In guter Athmosphäre fliegen die Gedanken.

Denn tatsächlich sind viele der bunt gemischten Jungen und Mädchen des Jugendforums besonders an den Formen politischer Teilhabe interessiert. Egal ob sie im lustigen Ringelpulli, im szenigen Sternchenshirt, im Nadelstreifensakko oder mit undefiniertfarbigen Allerwelts-Sweatshirt zur heutigen Versammlung gekommen sind, die Realschüler, Gymnasiasten und Studenten eint der Wunsch, Einfluss zu nehmen auf Entscheidungsprozesse. Sie selbst benennen ihre Motivation: „Weil es Spaß macht und totalen Sinn“, „Ich möchte in politische Arbeit hineinschauen“, „Ich möchte der herrschenden Lethargie etwas entgegensetzen“, „Wir wollen den Erwachsenen sagen: Wir sind noch da!“
Es liegt einiges im Argen in Chemnitz, in den Augen der Mädchen und Jungen des Jugendforums. Attraktive Jugendclubs gibt es nicht. Gute Konzerte gehen in der Regel in die benachbarten und besser aufgestellten Städte Dresden und Leipzig. Selbst die Innenstadtfeste, die den Jugendlichen gefallen haben, wurden kurzerhand verboten, weil Anwohner sich über eine zu große Lautstärke beschwert hatten. Zumindest dieses Verbot ist aber inzwischen wieder aufgehoben.

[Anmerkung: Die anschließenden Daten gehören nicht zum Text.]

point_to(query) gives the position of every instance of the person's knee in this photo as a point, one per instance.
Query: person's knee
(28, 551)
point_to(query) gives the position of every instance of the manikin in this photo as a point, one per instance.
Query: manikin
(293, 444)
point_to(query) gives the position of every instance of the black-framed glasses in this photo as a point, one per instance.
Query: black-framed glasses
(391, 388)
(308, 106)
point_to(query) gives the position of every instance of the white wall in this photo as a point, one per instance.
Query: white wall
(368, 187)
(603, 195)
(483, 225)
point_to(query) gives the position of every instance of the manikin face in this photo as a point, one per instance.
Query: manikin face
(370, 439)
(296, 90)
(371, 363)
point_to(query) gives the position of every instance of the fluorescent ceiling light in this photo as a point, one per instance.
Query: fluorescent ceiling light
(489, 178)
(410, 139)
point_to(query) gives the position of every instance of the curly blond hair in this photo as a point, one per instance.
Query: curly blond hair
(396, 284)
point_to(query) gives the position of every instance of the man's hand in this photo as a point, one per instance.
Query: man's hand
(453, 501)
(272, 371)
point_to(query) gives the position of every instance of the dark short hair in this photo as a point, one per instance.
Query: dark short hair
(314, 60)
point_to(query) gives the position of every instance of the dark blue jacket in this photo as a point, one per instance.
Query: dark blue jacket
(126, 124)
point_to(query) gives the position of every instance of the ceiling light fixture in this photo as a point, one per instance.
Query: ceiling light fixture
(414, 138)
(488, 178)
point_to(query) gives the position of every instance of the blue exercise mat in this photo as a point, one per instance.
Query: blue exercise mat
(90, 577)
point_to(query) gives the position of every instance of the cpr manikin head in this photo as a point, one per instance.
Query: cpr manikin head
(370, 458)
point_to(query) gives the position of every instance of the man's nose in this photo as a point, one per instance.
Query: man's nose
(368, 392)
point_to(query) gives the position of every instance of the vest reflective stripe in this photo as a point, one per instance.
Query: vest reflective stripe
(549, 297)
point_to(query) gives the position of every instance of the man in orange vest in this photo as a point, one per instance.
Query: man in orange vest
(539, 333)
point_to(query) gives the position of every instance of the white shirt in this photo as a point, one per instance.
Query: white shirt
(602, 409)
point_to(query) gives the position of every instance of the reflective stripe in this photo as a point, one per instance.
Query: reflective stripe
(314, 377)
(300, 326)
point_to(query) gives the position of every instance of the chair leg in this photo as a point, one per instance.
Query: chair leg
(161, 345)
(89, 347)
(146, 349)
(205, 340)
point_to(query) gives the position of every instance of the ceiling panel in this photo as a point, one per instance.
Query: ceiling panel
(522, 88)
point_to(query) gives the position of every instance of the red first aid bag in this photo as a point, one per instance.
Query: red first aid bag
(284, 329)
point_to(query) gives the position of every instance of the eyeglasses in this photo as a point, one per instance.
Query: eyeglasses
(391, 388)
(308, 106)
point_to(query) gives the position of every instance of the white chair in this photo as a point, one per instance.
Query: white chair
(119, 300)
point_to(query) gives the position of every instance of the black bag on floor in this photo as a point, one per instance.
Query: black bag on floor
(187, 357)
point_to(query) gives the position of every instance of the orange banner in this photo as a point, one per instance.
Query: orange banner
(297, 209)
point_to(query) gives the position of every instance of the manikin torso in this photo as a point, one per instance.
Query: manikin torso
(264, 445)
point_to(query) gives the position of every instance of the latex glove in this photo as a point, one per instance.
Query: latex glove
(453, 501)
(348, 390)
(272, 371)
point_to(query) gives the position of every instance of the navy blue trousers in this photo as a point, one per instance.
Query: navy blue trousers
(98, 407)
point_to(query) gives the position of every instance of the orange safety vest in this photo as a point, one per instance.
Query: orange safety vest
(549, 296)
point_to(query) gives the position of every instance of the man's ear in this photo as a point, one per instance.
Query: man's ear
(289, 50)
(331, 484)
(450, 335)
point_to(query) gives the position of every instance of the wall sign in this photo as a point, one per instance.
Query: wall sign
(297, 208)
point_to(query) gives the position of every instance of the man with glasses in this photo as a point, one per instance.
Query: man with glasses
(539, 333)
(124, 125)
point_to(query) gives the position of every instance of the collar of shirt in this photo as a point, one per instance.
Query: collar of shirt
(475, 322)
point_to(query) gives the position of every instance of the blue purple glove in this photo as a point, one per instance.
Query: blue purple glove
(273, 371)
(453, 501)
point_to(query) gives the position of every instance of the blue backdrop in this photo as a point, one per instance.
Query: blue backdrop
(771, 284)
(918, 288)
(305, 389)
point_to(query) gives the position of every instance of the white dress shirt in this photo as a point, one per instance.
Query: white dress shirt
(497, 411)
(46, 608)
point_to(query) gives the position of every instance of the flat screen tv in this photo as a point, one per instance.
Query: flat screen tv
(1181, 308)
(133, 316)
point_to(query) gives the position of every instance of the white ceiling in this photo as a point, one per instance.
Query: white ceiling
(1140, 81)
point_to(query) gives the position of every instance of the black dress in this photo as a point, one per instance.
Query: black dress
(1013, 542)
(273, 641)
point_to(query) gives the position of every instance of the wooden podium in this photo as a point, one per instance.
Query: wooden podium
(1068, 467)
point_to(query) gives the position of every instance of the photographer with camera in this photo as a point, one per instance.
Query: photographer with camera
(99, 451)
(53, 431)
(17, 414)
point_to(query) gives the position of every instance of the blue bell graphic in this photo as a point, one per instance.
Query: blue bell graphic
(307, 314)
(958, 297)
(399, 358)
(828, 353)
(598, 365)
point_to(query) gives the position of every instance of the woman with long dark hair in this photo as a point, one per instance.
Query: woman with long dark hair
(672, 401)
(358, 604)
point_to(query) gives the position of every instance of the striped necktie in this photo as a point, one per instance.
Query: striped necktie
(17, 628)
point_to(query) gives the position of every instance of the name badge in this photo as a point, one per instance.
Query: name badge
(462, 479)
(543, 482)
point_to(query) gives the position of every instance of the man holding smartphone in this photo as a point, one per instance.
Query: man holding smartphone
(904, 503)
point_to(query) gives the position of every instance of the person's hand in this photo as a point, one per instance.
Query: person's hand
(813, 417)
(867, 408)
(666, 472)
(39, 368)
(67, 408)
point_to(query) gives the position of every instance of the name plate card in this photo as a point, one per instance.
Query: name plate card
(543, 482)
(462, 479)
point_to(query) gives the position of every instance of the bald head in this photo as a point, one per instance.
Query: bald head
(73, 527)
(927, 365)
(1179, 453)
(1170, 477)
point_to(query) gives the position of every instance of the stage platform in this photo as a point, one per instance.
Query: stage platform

Und dann sind da noch die Nazis. „Extremst viele“ gibt es in der Stadt, erzählt ein 21-Jähriger, „beim Fußball brüllen sie: ‚Juden Dynamo!’ oder ‚Macht Euch fort, Ihr Juden!’! „In manchen Straßenzügen“, ergänzt sein Sitznachbar, „kommen Dir nur noch Jugendliche in Thor Steinar-Klamotten entgegen, das ist echt erschreckend.“ Auch mit rechtsextremer Gewalt haben schon viele Erfahrungen gemacht, wurden mit Steinen beworfen oder kennen Freunde, die Schläge kassierten, nur weil sie etwas längere Haare tragen oder einfach zur falschen Zeit am falschen Ort waren. Die meisten Klassenkameraden reagieren auf die Situation, in dem sie weggehen – oder gar nicht. „Wenn ich Kommilitonen erzähle, was wir im Jugendforum machen, hören die gar nicht zu oder winken ab, obwohl die selbst gar nichts über Demokratie wissen“, erzählt eine Studentin.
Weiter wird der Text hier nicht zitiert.